Internship Scanner (Summer 2026)

Github repo

Email Screenshot

internship-scanner-email-screenshot.png

Inspiration

There are several companies that I would love to work at over the 2026 summer. However, these positions open up at random times in the Fall and Spring. It varies for each company-- some open as early as August while others open as late as March. Once an application is open, the window is tight. Because of this, I had made it a weekly habit to check the twenty or so sites on my radar for opening positions. After a few weeks of checking, I thought I could do better by creating an automated script to scan for summer 2026 internship positions.

Most job aggregate sites (like LinkedIn) have their own host of issues or paywalls, but a flaw they all share is a lack of specificity for internship timing. None of these sites allow for filtering based on Summer/Fall/Spring internship.
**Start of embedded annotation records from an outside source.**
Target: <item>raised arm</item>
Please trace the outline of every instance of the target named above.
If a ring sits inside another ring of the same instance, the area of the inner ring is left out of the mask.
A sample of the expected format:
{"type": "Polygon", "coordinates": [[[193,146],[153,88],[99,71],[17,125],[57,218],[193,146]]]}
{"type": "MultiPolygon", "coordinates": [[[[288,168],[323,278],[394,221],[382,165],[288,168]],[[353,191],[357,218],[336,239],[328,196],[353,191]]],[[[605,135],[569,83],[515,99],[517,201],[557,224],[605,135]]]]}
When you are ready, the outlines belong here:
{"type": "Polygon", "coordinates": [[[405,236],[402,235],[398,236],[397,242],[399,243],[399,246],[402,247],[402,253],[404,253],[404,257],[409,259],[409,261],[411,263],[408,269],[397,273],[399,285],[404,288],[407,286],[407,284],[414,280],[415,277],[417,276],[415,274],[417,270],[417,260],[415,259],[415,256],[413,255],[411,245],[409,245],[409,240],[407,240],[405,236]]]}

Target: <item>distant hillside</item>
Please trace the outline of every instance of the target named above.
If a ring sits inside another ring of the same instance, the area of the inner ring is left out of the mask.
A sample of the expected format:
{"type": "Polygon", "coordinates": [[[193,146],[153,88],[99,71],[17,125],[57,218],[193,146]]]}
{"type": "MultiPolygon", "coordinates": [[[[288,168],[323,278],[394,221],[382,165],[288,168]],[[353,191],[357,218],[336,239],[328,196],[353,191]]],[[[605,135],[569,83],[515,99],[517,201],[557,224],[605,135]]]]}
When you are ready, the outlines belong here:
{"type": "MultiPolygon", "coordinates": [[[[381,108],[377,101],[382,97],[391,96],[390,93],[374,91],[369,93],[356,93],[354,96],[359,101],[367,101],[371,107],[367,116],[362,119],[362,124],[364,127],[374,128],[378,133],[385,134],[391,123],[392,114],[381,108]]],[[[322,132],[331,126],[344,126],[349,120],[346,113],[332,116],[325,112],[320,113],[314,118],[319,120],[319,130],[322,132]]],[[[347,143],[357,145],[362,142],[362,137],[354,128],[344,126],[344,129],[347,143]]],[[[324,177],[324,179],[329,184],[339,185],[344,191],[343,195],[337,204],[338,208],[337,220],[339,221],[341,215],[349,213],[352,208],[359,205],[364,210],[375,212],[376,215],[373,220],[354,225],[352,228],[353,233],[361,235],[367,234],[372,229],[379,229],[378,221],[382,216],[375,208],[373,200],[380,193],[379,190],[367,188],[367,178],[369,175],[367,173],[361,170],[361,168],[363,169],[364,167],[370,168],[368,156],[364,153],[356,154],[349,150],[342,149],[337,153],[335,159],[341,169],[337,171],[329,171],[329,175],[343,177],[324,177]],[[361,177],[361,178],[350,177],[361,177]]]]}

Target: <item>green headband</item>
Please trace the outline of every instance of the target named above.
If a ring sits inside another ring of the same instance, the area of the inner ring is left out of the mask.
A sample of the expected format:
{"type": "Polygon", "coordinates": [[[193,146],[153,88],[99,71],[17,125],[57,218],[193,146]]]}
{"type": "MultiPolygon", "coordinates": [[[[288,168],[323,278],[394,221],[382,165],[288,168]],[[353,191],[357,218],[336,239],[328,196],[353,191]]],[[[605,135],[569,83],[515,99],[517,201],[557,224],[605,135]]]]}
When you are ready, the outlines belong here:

It would be a nice feature, but I suppose the first thing they need to work on is filtering for internships in general. Most of these sites will throw me entry level positions even when they have a filter option for internships. Anyways, the failings of other job aggregate programs is not the point of me writing here (even if it was the inspiration).

Process

This process contains use of OpenAI, but only for natural language filtering of job descriptions. The process of fetching and sorting job data before that is done through traditional python scripting. It was quite a hassle to write the fetch scripts, as each site has its own way of fetching data. The two most distinct approaches are: an API endpoint and HTML scraping. The first approach is needed for dynamic sites which load in their job data while the second approach is needed for static sites which list their jobs in HTML.

The pipeline script makes the process clear enough with good function names, but to define it:

  1. Fetch all messy job information and sort it into a structured Job dictionary

  2. Fetch the descriptions of all the jobs by accessing their listed url property.

  3. Filter the jobs, using OpenAI, into three categories: close_match, near_match, and non_match

  4. Dispatch an email to me with a list of all the jobs

I had decided to email myself all the jobs as a way to allow myself to look at the jobs manually. The OpenAI response contains reasoning for each job, making it easy for me to verify whether or not its reasoning is correct. For example, it might say "Internship is for PhD students only", then I can check the URL and see if that's true. The jobs are also saved locally (before being filtered) so I can easily check the jobs if I feel like OpenAI is missing something. Overall, I wanted to make sure that, with this project, I did not trust OpenAI too heavily. It only handles filtering and it does so in a non-destructive way.